Archivo del sitio

abrazos

¿Qué hago afuera del Edén? ¿Quién armó este inmenso palomar?

El Ángel – Real de Catorce

Ayer hubiera sido el cumpleaños de mi padre, me hubiera gustado abrazarlo y mucho más recibir su abrazo. Luego de un tiempo y mucha distancia hay algunas cosas que entiendo mejor, otras que quisiera preguntar y muchas otras que solamente quisiera escuchar, él disfrutaba las charlas luego de una fiesta mientras el amanecer se asomaba afuera, las historias solían ser las mismas pero algunas veces en los matices se colaba información que me decía cómo estaba y algunas veces era yo quien le contaba alguna novedad, y entonces sentía que las madrugadas era el tiempo propicio para dejar circular el cariño por medio de las palabras.

Y también hubiera querido ser abrazado por su padre, mi abuelo, tobol —como yo le decía de niño— sentir su infinita paciencia al ayudarme a hacer algo, sentir su cariño desparramado cuando me contaba historias de años pasados y adivinar entre líneas lo que sentía actualmente.

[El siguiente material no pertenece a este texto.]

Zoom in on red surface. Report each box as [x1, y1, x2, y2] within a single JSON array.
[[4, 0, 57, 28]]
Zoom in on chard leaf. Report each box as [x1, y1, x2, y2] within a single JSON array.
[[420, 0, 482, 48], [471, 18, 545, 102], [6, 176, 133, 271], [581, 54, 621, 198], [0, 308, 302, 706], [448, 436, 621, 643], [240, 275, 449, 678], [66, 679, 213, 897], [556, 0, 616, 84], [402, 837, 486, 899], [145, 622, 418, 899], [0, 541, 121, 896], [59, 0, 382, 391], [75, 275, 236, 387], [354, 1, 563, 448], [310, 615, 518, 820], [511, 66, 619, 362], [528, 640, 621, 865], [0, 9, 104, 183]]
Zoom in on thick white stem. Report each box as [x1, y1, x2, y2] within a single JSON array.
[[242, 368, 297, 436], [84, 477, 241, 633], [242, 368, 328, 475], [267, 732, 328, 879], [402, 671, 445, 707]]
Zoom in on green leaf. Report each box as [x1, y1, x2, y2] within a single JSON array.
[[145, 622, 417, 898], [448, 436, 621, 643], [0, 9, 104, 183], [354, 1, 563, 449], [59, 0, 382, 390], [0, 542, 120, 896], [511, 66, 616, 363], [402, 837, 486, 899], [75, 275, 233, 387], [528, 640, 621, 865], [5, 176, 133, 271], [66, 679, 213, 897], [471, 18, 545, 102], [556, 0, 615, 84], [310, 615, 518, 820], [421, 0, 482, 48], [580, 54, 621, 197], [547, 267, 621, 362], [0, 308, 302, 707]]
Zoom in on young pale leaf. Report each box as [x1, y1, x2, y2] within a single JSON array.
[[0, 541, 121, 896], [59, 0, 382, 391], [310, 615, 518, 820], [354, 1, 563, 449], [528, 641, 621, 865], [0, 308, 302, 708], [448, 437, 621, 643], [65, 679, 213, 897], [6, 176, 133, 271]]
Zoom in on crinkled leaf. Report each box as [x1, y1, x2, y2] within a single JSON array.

Esperar pequeños milagros como cuando me compartió un poema que había escrito, cuando me aceptó las invitaciones al cine o a comer; mirar sus ojos iluminados al hablar de cine.

Mi tía Luisita quería mucho a mi padre, él decía que siempre que estaba en casa se respiraba paz y tranquilidad, añoro las veces que me acercaba a ella y me inclinaba para que me persignara y su señal de la cruz me protegiera. Extraño la magia y amor que le ponía a la comida, no importa que mi mal entendimiento de ese amor a través de la comida me haya conducido a la obesidad, era una de sus formas más puras de mostrar amor.

No escucho más los consejos de mi tío Luis, aún me acaricia el corazón su fe en convertirme en un campeón de boxeo o lucha y retirarme tras la lucha de campeonato, hubiera querido recibir más sus enseñanzas respecto a la vida, a cómo la afrontaba como una lucha, a cómo defenderse y cómo atacar, o como tratar a la vida como una dama para que ella nos trate igual.

Al recordarlos a la distancia puedo ver más claramente que aquel cariño que prodigaban también les hacía falta. Que ese amor indirecto que se les escapaba era una seña inequívoca de que necesitaban el mismo amor de vuelta, Lo sé porque me siento igual, porque creo que cuando aquí escribo plasmo un poco del cariño que necesito recibir.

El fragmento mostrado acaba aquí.